Цыган Аче
Начинающий волшебник
Шнурок ботинка был развязан. Одежда была вся мокрая и тяжелая, она липла к телу и тянула его. С волос капала вода. Впрочем, это его не волновало.
Ему нравилось, когда его ничего не волновало. Это позволяло ему обо всем забыть. О тетрадях, об окнах в мрачных кабинетах, о жутких метлах и шнурках. Но даже если бы он в самом деле не знал этого никогда, вряд ли потерял бы многое. Возможно, некоторые знания по Латыни. Но он не любил Латынь.
Он любил это ощущение. Наверное, он мог любить многое в этот самый момент. Даже холод. Он ненавидел холод, а сейчас он его любил, потому что совсем не чувствовал. Его тело было таким горячим, и щеки наверняка так раскраснелись, что он, должно быть, походил сейчас на какого-нибудь мальчика, собравшего всю свою хрупкую уверенность ради признания, или на молодую особу, отыскавшую в библиотеке книгу с содержанием, неведомым ее юному сердцу.
Он вдруг остановился и внимательно посмотрел на свои руки. Он был слегка задумчивым. Его ладони были широкие, пальцы ровные, но не длинные. Ну, он никогда не занимался игрой на фортепиано.
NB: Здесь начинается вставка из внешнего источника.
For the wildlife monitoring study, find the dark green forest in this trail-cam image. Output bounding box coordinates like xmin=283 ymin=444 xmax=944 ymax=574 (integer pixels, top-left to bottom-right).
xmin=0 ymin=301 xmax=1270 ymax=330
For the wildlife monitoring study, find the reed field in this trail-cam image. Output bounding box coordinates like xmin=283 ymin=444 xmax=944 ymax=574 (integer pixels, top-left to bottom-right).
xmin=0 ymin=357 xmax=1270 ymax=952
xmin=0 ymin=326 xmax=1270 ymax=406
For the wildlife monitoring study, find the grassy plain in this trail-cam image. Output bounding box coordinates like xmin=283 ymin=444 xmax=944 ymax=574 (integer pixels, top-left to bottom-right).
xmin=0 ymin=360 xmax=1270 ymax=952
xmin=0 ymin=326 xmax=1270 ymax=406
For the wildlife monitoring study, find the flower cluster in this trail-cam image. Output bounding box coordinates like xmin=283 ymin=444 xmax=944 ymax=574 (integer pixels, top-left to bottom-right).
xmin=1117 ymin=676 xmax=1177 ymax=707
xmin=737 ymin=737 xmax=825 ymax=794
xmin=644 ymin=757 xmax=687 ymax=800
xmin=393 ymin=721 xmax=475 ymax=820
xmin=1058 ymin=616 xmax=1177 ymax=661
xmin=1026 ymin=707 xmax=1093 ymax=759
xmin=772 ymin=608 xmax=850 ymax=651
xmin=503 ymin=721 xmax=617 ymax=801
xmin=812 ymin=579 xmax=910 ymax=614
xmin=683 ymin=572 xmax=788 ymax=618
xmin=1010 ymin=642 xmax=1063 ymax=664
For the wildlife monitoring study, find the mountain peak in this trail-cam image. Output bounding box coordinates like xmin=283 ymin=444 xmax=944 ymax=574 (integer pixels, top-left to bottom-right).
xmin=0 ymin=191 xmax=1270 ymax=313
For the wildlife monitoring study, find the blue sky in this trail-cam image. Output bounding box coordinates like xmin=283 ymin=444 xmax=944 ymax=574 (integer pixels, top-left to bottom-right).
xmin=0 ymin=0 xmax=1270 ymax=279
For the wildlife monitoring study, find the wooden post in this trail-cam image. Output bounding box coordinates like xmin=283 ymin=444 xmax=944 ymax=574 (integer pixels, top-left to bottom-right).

А, кажется, и было однажды… Он постоял так немного, и после чего удивительно внезапно в его взгляде отразилось настоящее облегчение. Парень хихикнул и пошел дальше.
Он рассматривал большие сугробы и сугробы поменьше; рассматривал деревья, их кору и тонкие ветки; рассматривал небо, живые, богатые облака и рядом кучки совсем умирающих бедняков. Однако, в сущности, ничего из этого не мог различить. И он не мог объяснить это словами. Некоторые вещи ими никак не объяснить. То было безмолвное обсуждение чего-то важного, в которое могли быть посвящены лишь те, кому для разговора достаточно и взгляда. Его глаза были честными и открытыми.
Все было для него единым сложным механизмом. И значило это для него, однако, несколько иное, чем, к примеру, для какого-нибудь пожилого господина, решившего, что благодаря своим лакированным туфлям и громкому голосу по вечерам он способен рассуждать о чем угодно. Он не рассуждал. Само собой весь этот снег, все эти деревья и облака были не одним, но частями чего-то одного, чего-то чудовищно большого, невообразимого. Ему доставляло удовольствие разбирать все это, рассматривать, исследовать, даже если начинало мутить, и походка становилась неровной. И потом соединять эти детали одну за другой… И человек был этой деталью. Замечательной деталью. Но чего-то в ней не хватало, ей было трудно найти подходящее место. Может ли быть, что она была просто не закончена? Или так и задумывалось, что закончить себя она была способна только сама?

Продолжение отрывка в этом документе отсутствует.